C’est une construction à vitesse éclair… En l’espace de huit jours seulement, la Floride a transformé son ancien aéroport en un centre de rétention pour migrants. Une initiative du gouverneur républicain de Floride Ron DeSantis, connu pour son approche migratoire très offensive, et qui n’a pas hésité à invoquer un « état d’urgence » pour s’arroger les pouvoirs nécessaires. Le 3 juillet dernier, c’est donc au milieu de marécages peuplés d’alligators, dans les Everglades, qu’a vu le jour ce centre, éponyme mais pourtant indépendant de la prison d’Alcatraz. Deux semaines après sa construction, les premiers témoignages de détenus, recueillis notamment par le New York Times et le Washington Post, font froid dans le dos.
Violations des droits humains
Ils révèlent des atteintes majeures aux libertés fondamentales, dont la liste semble interminable : accès limité à l’eau ou à des sanitaires fonctionnelles, absence de plats chauds ou de produits d’hygiène de base, omniprésence de moustiques y compris dans les douches, ou encore impossibilité pour les détenus d’avoir des temps de sorties en plein air. Mais ce n’est pas tout : les détenus disent aussi souffrir d’irritations de la peau et avoir pour certains, commencé à tomber malade, le tout amplifié par le manque de sommeil, alors que la lumière reste allumée la nuit sur le site. Le centre compterait actuellement environ 900 détenus, pour la plupart d’origine hispanique, et ambitionnerait d’en accueillir jusqu’à 3000 d’ici la fin de l’année selon les informations du Washington Post. Selon plusieurs membres de l’administration Trump qui se sont confiés anonymement au New York Times, près de la moitié d’entre eux n’ont aucune charge pénale en cours d’examen à leur encontre, et l’écrasante majorité n’a fait l’objet d’aucune condamnation à date.
Comme l' »Alligator-Alcatraz », la plupart des centres administrés par l’ICE, la police de l’immigration de Donald Trump, sont souvent pointés du doigt pour leur grande promiscuité. Mais celui-ci présente une particularité supplémentaire, à savoir sa localisation, très excentrée. Certains gardiens de prisons disent avoir été mis en garde par les autorités d’une présence d’alligators, de panthères et de serpents venimeux dans les environs.

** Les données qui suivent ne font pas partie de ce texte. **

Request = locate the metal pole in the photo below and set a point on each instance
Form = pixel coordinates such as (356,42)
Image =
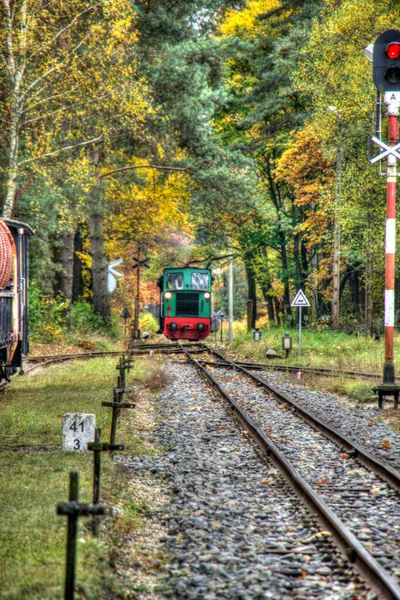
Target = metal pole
(71,537)
(230,301)
(299,348)
(390,248)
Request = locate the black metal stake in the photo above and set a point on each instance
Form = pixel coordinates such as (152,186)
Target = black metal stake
(116,406)
(71,537)
(73,509)
(115,415)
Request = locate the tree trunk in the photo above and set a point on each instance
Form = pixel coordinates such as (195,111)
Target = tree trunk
(336,275)
(66,255)
(101,298)
(11,185)
(77,287)
(251,295)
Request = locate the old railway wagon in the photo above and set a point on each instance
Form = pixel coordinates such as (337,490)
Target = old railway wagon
(185,303)
(14,333)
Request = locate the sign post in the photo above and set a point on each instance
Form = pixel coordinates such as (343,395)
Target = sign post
(386,77)
(299,301)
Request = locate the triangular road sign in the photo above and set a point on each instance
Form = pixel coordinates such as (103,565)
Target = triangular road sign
(300,299)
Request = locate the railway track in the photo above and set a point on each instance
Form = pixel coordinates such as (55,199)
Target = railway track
(354,494)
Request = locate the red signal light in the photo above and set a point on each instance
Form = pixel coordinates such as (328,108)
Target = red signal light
(393,50)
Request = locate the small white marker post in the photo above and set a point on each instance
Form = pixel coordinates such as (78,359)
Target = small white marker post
(77,431)
(299,301)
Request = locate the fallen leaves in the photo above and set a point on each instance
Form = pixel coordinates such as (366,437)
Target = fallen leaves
(323,481)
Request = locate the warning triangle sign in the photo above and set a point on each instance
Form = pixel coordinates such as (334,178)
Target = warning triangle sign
(300,299)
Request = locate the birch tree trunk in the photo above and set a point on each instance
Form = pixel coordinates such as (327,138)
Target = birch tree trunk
(336,247)
(101,298)
(15,64)
(66,276)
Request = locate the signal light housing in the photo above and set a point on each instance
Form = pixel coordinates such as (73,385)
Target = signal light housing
(393,50)
(386,61)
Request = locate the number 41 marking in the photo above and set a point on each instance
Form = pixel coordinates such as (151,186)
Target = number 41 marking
(75,427)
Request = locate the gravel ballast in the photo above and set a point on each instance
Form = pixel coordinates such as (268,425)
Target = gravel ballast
(234,528)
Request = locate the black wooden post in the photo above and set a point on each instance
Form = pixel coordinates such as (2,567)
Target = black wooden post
(96,480)
(116,406)
(97,447)
(73,509)
(71,537)
(115,414)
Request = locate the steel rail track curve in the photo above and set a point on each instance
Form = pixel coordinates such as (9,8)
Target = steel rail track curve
(346,540)
(391,475)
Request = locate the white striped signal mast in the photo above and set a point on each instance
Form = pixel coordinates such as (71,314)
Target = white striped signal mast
(385,54)
(300,301)
(113,275)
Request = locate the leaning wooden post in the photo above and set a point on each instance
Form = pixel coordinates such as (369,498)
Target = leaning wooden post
(97,447)
(116,406)
(73,509)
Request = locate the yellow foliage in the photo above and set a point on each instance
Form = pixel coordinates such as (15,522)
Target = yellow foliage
(245,22)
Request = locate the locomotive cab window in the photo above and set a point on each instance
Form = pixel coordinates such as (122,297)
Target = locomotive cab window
(174,281)
(200,281)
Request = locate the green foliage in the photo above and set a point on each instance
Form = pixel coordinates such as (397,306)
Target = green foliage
(47,316)
(149,323)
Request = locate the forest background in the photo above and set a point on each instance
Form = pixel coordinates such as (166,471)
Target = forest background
(197,131)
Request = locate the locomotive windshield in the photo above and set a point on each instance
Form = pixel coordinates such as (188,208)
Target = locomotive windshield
(174,281)
(200,281)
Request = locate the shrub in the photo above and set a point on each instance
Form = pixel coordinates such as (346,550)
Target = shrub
(47,316)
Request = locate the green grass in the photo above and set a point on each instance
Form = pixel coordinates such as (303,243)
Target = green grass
(323,348)
(32,536)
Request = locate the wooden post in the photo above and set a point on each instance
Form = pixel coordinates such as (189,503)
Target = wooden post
(97,447)
(73,509)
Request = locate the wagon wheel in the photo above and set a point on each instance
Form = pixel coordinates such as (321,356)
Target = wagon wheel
(6,254)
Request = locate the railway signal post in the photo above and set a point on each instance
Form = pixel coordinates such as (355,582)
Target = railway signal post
(386,76)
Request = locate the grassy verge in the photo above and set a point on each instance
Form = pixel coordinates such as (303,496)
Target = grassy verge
(32,537)
(323,348)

En visite dans ce centre le 1er juillet dernier, Donald Trump avait pour sa part vu dans cet emplacement atypique un atout : « On a beaucoup de flics sous forme d’alligators – vous n’avez pas besoin de les payer autant. Je ne voudrais pas courir longtemps dans les Everglades. Ça gardera les gens là où ils sont censés être », avait-il déclaré.

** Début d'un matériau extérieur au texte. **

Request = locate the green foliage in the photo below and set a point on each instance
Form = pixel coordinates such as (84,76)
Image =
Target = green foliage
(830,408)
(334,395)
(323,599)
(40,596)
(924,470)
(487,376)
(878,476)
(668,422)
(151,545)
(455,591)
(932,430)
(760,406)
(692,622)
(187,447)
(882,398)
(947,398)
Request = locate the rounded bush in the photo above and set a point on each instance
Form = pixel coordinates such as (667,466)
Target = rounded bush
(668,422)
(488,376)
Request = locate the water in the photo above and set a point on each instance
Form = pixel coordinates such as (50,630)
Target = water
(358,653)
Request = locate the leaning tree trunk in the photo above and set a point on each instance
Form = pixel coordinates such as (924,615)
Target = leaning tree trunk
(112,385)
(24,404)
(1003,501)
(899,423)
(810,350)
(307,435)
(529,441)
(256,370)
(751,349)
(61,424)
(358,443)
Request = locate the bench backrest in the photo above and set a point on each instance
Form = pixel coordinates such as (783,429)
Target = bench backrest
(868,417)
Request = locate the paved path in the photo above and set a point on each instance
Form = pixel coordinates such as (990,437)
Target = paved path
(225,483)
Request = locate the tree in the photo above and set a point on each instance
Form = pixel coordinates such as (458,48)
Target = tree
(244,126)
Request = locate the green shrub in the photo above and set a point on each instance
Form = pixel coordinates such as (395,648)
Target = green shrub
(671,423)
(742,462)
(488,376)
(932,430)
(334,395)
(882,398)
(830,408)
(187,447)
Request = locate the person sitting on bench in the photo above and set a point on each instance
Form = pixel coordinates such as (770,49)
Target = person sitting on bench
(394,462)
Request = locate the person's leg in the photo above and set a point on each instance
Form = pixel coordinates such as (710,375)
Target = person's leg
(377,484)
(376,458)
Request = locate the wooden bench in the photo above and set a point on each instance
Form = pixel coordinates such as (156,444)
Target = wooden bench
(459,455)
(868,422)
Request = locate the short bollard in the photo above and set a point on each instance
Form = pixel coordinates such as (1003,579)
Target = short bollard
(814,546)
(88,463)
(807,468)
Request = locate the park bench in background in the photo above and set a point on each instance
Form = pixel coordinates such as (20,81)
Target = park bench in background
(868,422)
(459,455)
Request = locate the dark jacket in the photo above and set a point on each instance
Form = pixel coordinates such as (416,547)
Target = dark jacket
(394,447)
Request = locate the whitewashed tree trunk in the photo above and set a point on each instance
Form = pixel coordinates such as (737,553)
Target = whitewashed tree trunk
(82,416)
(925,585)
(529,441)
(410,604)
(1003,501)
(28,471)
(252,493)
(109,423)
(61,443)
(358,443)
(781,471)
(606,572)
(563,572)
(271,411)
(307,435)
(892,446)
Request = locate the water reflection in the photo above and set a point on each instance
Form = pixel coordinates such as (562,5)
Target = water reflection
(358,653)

Recours aux « pouvoirs d’urgence » par la Floride
Le président américain avait également souligné que ce site relevait de la responsabilité de la Floride et non de l’Etat fédéral. Une configuration pour le moins surprenante alors que la gestion de la politique migratoire, et par conséquent des centres de rétention, est une prérogative relevant exclusivement de l’Etat fédéral. Autrement dit, les gouverneurs des différents Etats n’ont pas la permission légale de créer leurs propres systèmes de détention. Mais la Floride semble avoir ouvert une brèche en utilisant les « pouvoirs d’urgence ». Si bien que cinq autres Etats américains veulent désormais emboîter le pas du gouverneur de Floride, selon le Washington Post.

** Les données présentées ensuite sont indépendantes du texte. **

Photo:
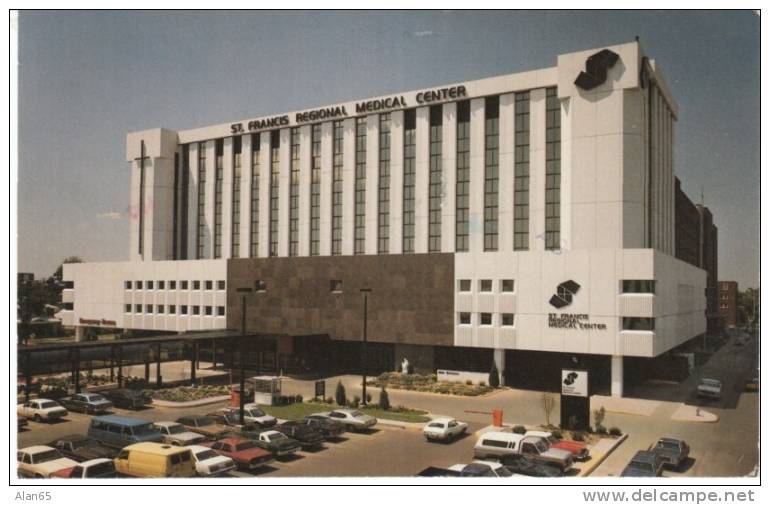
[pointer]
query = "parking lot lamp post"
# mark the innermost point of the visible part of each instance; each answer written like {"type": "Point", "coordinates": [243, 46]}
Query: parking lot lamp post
{"type": "Point", "coordinates": [241, 395]}
{"type": "Point", "coordinates": [364, 356]}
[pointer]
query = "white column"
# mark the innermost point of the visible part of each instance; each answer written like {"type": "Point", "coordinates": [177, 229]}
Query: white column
{"type": "Point", "coordinates": [421, 179]}
{"type": "Point", "coordinates": [396, 182]}
{"type": "Point", "coordinates": [348, 185]}
{"type": "Point", "coordinates": [284, 170]}
{"type": "Point", "coordinates": [227, 198]}
{"type": "Point", "coordinates": [245, 196]}
{"type": "Point", "coordinates": [617, 376]}
{"type": "Point", "coordinates": [305, 138]}
{"type": "Point", "coordinates": [537, 170]}
{"type": "Point", "coordinates": [263, 248]}
{"type": "Point", "coordinates": [372, 182]}
{"type": "Point", "coordinates": [505, 171]}
{"type": "Point", "coordinates": [449, 176]}
{"type": "Point", "coordinates": [476, 213]}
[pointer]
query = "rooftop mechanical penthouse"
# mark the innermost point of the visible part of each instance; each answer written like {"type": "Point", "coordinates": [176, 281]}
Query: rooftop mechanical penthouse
{"type": "Point", "coordinates": [526, 219]}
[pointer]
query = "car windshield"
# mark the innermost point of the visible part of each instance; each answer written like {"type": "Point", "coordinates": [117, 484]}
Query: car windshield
{"type": "Point", "coordinates": [46, 456]}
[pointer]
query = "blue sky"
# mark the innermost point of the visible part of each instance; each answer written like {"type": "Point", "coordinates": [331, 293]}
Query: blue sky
{"type": "Point", "coordinates": [88, 78]}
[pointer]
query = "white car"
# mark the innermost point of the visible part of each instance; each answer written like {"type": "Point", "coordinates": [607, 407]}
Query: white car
{"type": "Point", "coordinates": [444, 428]}
{"type": "Point", "coordinates": [41, 410]}
{"type": "Point", "coordinates": [210, 464]}
{"type": "Point", "coordinates": [177, 434]}
{"type": "Point", "coordinates": [40, 461]}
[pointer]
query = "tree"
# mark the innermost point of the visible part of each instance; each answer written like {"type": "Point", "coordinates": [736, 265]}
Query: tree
{"type": "Point", "coordinates": [339, 395]}
{"type": "Point", "coordinates": [494, 376]}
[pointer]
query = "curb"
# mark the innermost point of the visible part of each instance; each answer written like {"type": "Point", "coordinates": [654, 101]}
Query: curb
{"type": "Point", "coordinates": [594, 465]}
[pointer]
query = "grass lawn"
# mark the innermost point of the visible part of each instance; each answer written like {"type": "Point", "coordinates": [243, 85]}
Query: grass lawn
{"type": "Point", "coordinates": [300, 410]}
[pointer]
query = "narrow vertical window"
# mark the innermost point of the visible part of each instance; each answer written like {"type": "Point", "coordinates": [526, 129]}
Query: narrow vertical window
{"type": "Point", "coordinates": [294, 193]}
{"type": "Point", "coordinates": [254, 225]}
{"type": "Point", "coordinates": [337, 151]}
{"type": "Point", "coordinates": [315, 190]}
{"type": "Point", "coordinates": [236, 210]}
{"type": "Point", "coordinates": [521, 174]}
{"type": "Point", "coordinates": [218, 179]}
{"type": "Point", "coordinates": [435, 180]}
{"type": "Point", "coordinates": [360, 188]}
{"type": "Point", "coordinates": [491, 171]}
{"type": "Point", "coordinates": [409, 179]}
{"type": "Point", "coordinates": [552, 170]}
{"type": "Point", "coordinates": [275, 151]}
{"type": "Point", "coordinates": [383, 192]}
{"type": "Point", "coordinates": [462, 205]}
{"type": "Point", "coordinates": [201, 198]}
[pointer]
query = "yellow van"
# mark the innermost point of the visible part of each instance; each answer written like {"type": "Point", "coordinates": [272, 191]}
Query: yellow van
{"type": "Point", "coordinates": [151, 459]}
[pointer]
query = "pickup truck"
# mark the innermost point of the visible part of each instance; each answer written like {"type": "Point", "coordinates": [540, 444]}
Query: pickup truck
{"type": "Point", "coordinates": [41, 410]}
{"type": "Point", "coordinates": [496, 444]}
{"type": "Point", "coordinates": [444, 428]}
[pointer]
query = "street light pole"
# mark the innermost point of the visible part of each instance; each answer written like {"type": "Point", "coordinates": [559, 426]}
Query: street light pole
{"type": "Point", "coordinates": [364, 356]}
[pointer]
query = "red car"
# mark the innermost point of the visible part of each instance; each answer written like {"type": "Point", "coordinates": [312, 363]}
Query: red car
{"type": "Point", "coordinates": [578, 450]}
{"type": "Point", "coordinates": [244, 452]}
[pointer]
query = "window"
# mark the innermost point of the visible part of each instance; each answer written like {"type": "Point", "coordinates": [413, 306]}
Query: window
{"type": "Point", "coordinates": [552, 170]}
{"type": "Point", "coordinates": [435, 179]}
{"type": "Point", "coordinates": [359, 231]}
{"type": "Point", "coordinates": [294, 192]}
{"type": "Point", "coordinates": [637, 286]}
{"type": "Point", "coordinates": [383, 195]}
{"type": "Point", "coordinates": [521, 173]}
{"type": "Point", "coordinates": [639, 323]}
{"type": "Point", "coordinates": [462, 198]}
{"type": "Point", "coordinates": [236, 199]}
{"type": "Point", "coordinates": [315, 190]}
{"type": "Point", "coordinates": [491, 171]}
{"type": "Point", "coordinates": [201, 198]}
{"type": "Point", "coordinates": [409, 179]}
{"type": "Point", "coordinates": [337, 150]}
{"type": "Point", "coordinates": [275, 163]}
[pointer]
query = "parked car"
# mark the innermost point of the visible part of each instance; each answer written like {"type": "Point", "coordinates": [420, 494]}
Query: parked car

Quant aux élus démocrates, qui ont finalement obtenu l’accès au site après avoir attaqué en justice Ron DeSantis qui le leur interdisait dans un premier temps, ils disent y avoir vu des détenus accrochés à des bancs par des menottes, portant tous des bracelets indiquant le type de délit qu’ils auraient commis, et d’une couleur variable selon sa gravité. De leur côté, plusieurs élus républicains se sont voulus rassurants sur l’état des détenus, certains ironisant même sur le niveau de confort. « C’est même mieux que mon lit à la maison », déclarait ainsi le sénateur républicain Blaise Ingoglia, en référence à un lit dans une cellule vide du centre. Si les détenus ont tous un accès illimité à leurs téléphones portables – placés sur écoute -, leurs avocats et leurs proches ne sont toutefois pas autorisés à leur rendre visite.
Coût faramineux
Certains membres du personnel pénitentiaire, qui ont jeté l’éponge depuis leur arrivée il y a deux semaines, ont confié à la presse américaine avoir initialement accepté de travailler à « Alligator-Alcatraz » en raison du salaire proposé, plus élevé que dans la plupart des autres centres de l’ICE. Mais pour financer les plus de 1000 salariés et les équipements d’appoint sur lesquels fonctionne l’établissement, le coût n’est pas des moindres. Un détenu des Everglades « coûte » ainsi 2,6 fois plus cher qu’un détenu de n’importe quel autre centre de l’ICE (411 dollars par jour versus 157 dollars par jour). Au total, faire tourner « Alligator-Alcatraz » nécessiterait pas moins de 450 millions de dollars à l’année, financés pour partie par l’Agence nationale américaine chargée de répondre aux situations d’urgence et pour partie par des dons républicains, selon le New York Times.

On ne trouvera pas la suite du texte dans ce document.